Charts. We need to continue to provide the various charts and graphs of project activity. These currently have no behaviour beyond displaying content in the PMI.
We can considerably simplify the way that we handle Git repositories. The initial design intentionally leaned on committers to provide repository information, so there's a lot of code in there to help committers get it right (and resolve conflicts when they get it wrong). If we lock this down and only let the EF staff set repository information, then we can drop a lot of code (especially if we retire Gerrit).
Currently we have:
A background process (in the project-services repository) that queries Gerrit for a list of repositories and puts the results into a table in the dashboard database that enables committers to do wildcard matches in the repository list (e.g., you can specify your repositories as "/gitroot/dash/*"). Note that this not used for content assist. Rather, the wildcard match happens whenever the repositories are displayed (i.e., there's a DB query). At least in part this was implemented in this manner because there was initially a separation between webmaster and the PMI and when webmaster created a new repository on Git (pre-Gerrit), that change was not reflected in the PMI until somebody noticed and added it.

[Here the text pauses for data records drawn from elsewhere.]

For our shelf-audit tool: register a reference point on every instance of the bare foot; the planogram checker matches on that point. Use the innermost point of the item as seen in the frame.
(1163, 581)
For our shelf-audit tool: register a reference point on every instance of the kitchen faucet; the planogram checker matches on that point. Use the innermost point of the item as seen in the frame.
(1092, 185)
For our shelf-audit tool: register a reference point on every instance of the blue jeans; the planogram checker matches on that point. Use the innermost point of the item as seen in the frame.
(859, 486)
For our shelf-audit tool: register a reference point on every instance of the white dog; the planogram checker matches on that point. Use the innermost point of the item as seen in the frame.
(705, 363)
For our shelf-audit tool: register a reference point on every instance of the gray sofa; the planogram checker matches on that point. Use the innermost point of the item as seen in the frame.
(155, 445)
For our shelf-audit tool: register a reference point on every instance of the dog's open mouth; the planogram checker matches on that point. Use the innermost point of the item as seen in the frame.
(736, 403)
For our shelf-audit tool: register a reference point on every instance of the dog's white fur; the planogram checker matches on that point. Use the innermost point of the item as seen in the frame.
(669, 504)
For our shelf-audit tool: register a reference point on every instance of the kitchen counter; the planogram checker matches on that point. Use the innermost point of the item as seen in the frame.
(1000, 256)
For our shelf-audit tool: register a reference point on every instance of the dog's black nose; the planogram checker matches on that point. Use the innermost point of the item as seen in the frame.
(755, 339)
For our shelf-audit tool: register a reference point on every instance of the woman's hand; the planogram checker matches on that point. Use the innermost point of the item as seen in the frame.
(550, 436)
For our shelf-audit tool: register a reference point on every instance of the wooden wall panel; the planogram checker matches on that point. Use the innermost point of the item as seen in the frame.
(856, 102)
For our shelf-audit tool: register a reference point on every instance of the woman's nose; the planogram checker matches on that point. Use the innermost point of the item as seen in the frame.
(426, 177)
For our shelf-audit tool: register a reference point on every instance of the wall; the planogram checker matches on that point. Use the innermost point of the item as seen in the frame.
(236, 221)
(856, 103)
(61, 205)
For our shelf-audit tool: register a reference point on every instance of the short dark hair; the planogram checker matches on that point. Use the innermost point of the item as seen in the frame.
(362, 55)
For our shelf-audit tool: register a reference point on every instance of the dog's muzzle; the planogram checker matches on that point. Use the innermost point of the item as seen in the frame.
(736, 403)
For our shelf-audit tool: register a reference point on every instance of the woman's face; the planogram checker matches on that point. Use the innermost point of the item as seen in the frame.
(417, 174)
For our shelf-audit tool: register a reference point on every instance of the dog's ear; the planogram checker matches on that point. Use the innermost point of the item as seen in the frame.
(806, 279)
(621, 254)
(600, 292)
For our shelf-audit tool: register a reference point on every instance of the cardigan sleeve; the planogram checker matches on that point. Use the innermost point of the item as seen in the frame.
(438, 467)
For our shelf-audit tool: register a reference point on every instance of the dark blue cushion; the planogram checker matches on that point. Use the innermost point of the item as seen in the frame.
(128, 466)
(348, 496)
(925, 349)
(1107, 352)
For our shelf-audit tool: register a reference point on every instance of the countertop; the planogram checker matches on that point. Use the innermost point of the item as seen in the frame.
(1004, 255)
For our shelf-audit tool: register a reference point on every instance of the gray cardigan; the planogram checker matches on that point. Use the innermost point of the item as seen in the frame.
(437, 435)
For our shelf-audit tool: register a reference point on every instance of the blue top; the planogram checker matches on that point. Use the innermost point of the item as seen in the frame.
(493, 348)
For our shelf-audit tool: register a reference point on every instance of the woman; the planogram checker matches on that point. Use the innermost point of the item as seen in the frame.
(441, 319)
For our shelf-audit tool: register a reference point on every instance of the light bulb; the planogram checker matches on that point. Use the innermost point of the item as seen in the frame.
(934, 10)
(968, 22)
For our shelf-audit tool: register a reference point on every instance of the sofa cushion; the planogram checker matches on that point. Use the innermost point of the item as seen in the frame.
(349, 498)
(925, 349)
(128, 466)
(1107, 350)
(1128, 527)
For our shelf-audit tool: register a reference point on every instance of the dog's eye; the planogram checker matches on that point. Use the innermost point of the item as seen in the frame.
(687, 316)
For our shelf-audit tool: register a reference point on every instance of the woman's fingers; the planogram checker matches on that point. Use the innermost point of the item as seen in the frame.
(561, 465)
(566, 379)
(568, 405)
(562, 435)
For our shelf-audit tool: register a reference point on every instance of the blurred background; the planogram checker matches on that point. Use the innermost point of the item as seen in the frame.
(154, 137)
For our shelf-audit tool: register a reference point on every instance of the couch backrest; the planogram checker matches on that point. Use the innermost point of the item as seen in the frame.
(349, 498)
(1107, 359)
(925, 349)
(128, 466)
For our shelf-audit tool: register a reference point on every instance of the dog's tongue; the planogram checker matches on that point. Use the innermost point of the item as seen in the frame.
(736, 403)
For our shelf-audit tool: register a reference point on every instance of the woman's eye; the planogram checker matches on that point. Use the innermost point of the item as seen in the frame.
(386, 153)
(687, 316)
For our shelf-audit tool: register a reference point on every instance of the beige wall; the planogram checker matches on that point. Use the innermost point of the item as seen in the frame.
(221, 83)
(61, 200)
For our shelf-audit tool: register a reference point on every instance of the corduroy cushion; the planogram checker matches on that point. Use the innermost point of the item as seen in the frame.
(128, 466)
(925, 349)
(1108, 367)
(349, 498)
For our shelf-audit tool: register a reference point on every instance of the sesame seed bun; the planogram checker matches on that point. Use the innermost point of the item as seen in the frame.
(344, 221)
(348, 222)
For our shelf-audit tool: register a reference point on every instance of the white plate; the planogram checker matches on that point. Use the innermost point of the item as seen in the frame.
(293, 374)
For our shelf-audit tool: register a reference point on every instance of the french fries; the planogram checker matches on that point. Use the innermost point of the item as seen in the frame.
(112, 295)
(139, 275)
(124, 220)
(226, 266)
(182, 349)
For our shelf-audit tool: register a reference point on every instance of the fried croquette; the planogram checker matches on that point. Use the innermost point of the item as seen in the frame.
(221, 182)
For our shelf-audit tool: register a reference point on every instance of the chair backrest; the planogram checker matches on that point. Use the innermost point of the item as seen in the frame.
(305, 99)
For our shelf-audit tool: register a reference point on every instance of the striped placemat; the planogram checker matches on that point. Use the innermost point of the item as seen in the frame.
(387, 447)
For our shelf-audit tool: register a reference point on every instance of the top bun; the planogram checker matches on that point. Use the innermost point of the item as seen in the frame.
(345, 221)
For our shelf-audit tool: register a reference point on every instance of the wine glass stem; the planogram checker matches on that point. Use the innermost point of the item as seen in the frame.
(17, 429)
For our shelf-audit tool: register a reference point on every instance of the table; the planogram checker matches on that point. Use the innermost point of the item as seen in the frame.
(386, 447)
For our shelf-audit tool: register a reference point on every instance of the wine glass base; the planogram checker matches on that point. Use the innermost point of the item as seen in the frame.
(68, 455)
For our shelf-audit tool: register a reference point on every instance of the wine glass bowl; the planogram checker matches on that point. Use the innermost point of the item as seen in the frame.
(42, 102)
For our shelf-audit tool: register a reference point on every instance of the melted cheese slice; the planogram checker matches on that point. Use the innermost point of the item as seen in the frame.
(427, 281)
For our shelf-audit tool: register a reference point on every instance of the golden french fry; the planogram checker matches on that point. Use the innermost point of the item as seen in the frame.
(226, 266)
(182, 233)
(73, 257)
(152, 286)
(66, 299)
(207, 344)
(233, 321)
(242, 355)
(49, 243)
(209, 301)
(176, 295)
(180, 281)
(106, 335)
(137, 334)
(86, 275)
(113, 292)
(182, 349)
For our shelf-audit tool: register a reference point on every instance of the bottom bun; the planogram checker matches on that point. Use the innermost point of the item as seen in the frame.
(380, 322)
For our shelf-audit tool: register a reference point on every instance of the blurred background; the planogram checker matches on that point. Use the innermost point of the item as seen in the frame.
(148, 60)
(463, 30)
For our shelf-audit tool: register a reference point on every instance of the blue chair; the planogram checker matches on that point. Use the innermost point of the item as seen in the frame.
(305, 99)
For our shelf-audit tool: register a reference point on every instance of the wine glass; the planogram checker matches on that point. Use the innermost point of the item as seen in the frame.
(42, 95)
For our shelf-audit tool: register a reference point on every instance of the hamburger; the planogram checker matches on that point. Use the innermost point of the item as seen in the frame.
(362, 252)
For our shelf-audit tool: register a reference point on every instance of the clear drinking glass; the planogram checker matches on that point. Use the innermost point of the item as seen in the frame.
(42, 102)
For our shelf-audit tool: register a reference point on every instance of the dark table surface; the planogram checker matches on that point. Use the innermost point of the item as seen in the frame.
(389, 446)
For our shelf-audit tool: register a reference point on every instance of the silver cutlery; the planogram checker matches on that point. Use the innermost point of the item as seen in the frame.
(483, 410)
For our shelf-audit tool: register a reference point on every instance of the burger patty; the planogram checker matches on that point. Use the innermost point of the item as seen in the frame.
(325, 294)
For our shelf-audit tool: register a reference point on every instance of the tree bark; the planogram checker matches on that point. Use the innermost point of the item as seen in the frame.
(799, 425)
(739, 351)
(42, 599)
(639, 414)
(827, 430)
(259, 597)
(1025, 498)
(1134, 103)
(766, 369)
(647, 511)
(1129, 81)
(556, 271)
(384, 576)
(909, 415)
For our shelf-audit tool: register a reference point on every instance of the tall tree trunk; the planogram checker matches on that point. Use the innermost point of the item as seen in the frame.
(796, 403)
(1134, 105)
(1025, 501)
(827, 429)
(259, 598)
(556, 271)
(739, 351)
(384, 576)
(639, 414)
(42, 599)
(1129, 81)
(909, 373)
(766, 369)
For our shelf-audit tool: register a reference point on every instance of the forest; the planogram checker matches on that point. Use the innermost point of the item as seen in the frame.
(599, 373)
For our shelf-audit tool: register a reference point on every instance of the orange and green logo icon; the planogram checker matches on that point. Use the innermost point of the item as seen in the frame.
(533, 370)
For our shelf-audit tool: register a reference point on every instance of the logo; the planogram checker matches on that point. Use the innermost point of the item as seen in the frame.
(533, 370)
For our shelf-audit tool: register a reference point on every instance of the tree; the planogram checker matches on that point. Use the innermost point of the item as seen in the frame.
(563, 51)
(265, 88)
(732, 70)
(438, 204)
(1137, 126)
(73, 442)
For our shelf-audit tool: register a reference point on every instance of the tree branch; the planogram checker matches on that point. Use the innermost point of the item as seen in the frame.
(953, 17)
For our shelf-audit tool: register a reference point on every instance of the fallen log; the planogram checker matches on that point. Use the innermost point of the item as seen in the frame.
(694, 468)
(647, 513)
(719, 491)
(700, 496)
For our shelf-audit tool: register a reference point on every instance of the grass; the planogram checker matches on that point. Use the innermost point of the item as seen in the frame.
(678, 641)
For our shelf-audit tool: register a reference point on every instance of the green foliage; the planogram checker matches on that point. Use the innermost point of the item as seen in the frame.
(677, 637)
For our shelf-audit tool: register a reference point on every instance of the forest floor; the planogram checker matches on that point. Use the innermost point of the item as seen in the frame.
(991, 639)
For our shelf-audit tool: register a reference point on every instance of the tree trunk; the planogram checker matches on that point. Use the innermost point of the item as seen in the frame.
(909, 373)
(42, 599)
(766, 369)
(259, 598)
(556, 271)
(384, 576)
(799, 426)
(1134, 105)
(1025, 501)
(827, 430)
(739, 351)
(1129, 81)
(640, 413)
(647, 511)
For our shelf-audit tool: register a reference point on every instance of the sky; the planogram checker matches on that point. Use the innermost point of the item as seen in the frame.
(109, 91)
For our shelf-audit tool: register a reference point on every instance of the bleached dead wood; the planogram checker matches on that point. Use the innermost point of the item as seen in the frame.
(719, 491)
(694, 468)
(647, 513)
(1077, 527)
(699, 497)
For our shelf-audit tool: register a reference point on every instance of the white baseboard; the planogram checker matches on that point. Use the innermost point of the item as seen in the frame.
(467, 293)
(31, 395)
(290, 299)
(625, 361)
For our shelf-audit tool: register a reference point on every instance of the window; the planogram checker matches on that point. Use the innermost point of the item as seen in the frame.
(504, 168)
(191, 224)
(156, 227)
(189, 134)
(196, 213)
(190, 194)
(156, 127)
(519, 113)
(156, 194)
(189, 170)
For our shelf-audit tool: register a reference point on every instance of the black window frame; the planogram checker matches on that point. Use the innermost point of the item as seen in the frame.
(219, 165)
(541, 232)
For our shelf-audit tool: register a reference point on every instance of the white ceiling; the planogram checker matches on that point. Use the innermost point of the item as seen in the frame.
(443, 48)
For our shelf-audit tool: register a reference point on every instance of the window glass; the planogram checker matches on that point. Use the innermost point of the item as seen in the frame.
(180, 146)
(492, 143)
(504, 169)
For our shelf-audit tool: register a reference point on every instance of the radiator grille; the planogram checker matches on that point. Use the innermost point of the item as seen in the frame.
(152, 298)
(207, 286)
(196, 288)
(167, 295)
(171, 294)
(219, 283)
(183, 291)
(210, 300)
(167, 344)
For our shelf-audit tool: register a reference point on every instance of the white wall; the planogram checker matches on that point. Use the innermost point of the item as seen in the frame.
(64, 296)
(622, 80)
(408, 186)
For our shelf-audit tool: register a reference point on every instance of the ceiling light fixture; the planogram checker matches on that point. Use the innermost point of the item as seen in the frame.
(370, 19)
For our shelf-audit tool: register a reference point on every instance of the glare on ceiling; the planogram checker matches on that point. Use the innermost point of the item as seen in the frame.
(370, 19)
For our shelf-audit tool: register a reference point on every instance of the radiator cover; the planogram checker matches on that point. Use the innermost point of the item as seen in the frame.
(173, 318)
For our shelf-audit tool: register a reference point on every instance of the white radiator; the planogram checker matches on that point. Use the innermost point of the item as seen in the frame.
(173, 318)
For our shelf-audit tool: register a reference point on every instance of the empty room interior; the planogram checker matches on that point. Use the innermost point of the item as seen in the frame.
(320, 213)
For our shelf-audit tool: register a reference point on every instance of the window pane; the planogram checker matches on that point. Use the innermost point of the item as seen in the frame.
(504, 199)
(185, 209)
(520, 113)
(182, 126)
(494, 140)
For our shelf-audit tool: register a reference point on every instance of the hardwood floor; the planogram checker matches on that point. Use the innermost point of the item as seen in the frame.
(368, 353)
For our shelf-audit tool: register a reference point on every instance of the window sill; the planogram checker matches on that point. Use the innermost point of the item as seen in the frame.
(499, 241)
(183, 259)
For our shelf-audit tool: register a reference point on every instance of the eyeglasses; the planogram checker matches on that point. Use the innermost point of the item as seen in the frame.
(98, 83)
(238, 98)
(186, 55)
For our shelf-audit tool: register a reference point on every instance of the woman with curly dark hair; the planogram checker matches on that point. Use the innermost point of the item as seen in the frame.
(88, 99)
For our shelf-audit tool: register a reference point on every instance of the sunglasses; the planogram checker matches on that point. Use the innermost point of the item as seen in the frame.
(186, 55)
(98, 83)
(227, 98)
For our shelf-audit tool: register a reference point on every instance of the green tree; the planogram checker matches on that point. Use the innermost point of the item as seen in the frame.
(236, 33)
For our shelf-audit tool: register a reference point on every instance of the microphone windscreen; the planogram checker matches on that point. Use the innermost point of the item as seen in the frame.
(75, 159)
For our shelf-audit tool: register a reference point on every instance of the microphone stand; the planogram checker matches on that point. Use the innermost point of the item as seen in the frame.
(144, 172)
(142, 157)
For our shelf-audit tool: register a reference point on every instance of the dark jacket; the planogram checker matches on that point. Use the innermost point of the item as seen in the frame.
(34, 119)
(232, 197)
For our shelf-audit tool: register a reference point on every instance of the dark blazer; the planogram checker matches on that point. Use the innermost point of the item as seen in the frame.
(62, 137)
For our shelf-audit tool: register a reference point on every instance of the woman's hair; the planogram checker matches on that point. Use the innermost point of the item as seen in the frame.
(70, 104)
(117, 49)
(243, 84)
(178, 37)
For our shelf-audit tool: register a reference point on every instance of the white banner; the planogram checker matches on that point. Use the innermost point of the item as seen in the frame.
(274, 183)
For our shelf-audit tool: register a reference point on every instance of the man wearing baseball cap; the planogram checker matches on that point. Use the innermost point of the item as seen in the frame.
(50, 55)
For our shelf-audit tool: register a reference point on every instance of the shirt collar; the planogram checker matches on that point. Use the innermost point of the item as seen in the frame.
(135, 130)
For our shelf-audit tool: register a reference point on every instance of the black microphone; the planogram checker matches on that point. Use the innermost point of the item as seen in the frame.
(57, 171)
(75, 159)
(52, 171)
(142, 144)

The use of the "/gitroot/" prefix reflects the state of the world when this was created: this was before Gerrit when all of our repositories could be accessed "locally" via an NFS mount.
A custom Drupal field display hook that, when displaying the "Source Repositories" field, rolls in the GitHub and GitLab repositories. Unfortunately, when the "Source Repositories" field is empty, the field does not display and it looks like the project has no repositories. To force the field to display, I've been putting a /gitroot/bogus/* wildcard into the field which matches to nothing, but invokes the hooks that include the GitHub and GitLab stuff. I'm thinking that we should stop rolling these fields together and just display them separately (should we choose to keep this on Drupal). There's more gory detail here.
There's also some infrastructure to support mailing lists that we can probably remove/simplify, depending on what course we choose to take.
Again, there's a background script that harvests information about mailing lists and puts it into a table in the dashboard database. This data is used to provide content assist in the mailing list fields.
The table is also used when displaying information about a mailing list. What we actually capture in the PMI is the mailing list name (e.g., "dash-dev"), but we display the URL to the subscribe page and provide a link to actually send email.
The script actually stores the name, subscribe URL, and email address. During the time of multiple forges, we couldn't just guess at the URL and address from the name so the table wound up being the source of that information.
If we decide that EF sets the mailing list info, then we don't need the content assist. We may be able to do away with the table altogether if we decide that mailing list information is set by EF staff.
I just made a commitment to retire IPzilla in 2022.
As part of this, the related bits (specifically, the projects_iplog, iplog_generator, and ipzilla modules) from the PMI can be retired. We'll have to coordinate this with the creation of replacements (which at this point I am thinking are GitLab issue templates).